Despite Losses, A Richness Remains


October 25, 1992|By Katherine Drew DeBoalt

In 1977, when a severe storm took the lives of her husband and five other watermen on the Chesapeake Bay, Margaret Johnson made herself a promise.

She vowed to tend the overgrown cemetery across from the abandoned frame of St. James Methodist Episcopal Church, and reclaim the graves of her people from the weeds and vines -- the same wild vegetation that threatened to bury the history of one of the first free black communities in Maryland.

Ms. Johnson, 63, kept her promise. Once a week, she can be seen pushing a mower through the grounds of the small cemetery in the tiny Eastern Shore village of Oriole, which sits along St. Peter's Creek south of Salisbury.

In its day, Oriole was a thriving community like many that sprang up along tributaries of the Chesapeake Bay. Decades before the Civil War, free blacks began settling in Oriole, drawn by the abundance of the bay and fertile farm lands.

Central to the black community was St. James Church, constructed in 1885. It was the site of annual camp meetings that drew hundreds of people from Somerset County and beyond for singing, praying and eating every September.

"I'd see my mother baking pies and my father out tonging for oysters," recalls Ms. Johnson. "We ate under these great tents and people would pay 10 cents at the door to get in."

Ted Phoebus and his boyhood friends used to search the roads around St. James for dropped quarters and dimes after the crowds headed home. The youngest son of the late state Sen. Harry Phoebus, he grew up in the center of Oriole and now serves as the clerk of the court in neighboring Princess Anne. He remembers residents, black and white, attending the camp meetings.

"They were a very important part of our childhood," said Mr. Phoebus, 61. "We all went and we were all welcome."

The annual revivals ended when St. James was closed in the 1970s and the Methodist leadership instructed the dwindling congregation to merge with that of nearby Venton, Ms. Johnson said.

In the years since the church's wooden double doors were closed, the structure decayed and vandals carried off the chandeliers, pulpit furniture, even some pews. But the newly created Oriole Historical Society has raised enough money over the last year to replace the church roof and members hope to restore St. James.

The village has fared about as well as the church, lending a bittersweet beauty to the landscape. Nearly a third of the homes stand empty, vines and brush encircling porch rails and crumbling chimneys. Vacant windows stare out at the road, an occasional curtain or window blind flapping freely where the glass panes once were.

Many heirs to these once-proud clapboard homes have no interest in settling in a community where jobs are scarce and grocery shopping requires a commute down the highway. Others have set up mobile homes alongside the hulking shells of houses too long abandoned to make restoration practical.

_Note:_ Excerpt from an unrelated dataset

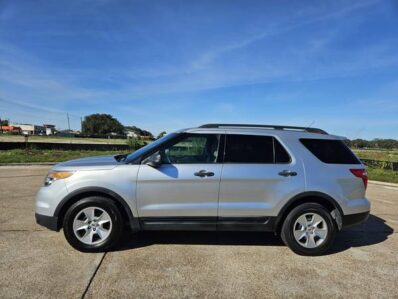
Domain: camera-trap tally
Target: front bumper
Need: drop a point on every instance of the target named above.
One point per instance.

Mary Bozman-Horner, 47, remembers when the bounty of the Manokin River and other fertile tributaries brought in enough money to make Oriole a bustling little town. Over the years there were several stores, a post office, a bottling company, even a roller rink. Her small crabbing business and boat launch are on the same waterfront site in Champ, the neighboring village, where she worked as a 12-year-old store clerk, selling groceries to the watermen.

Today, only about five crabbers leave regularly from the launch. The postal service as well as the telephone company lists Oriole residents as living in Princess Anne, seven miles down the road. Nevertheless, for the village's few hundred remaining residents, Oriole still offers a richness that remained long after the seafood economy began declining in the '50s and '60s.

Crabs still make their way up the saltwater gullies that run along the town's roads. A radio show called "Stardust Ballroom" plays big-band hits and comes in clearly in Oriole, somehow confirming the notion that the town has lingered behind the outside world.

A few young families have moved to Oriole in recent years, commuting to jobs in Salisbury and sometimes reclaiming the fallen homes. But most residents continue to come from those families that have been dug in for decades.

"In Oriole, there's nothing to do these days unless you farm," said Margaret Johnson, sitting in the living room of one of the original homes that formed the core of the town's black $l community. Still, Ms. Johnson has her children and grandchildren, and the cemetery she cares for just out of sight down the road. She seems content.

"It's my house. This is my land," she said.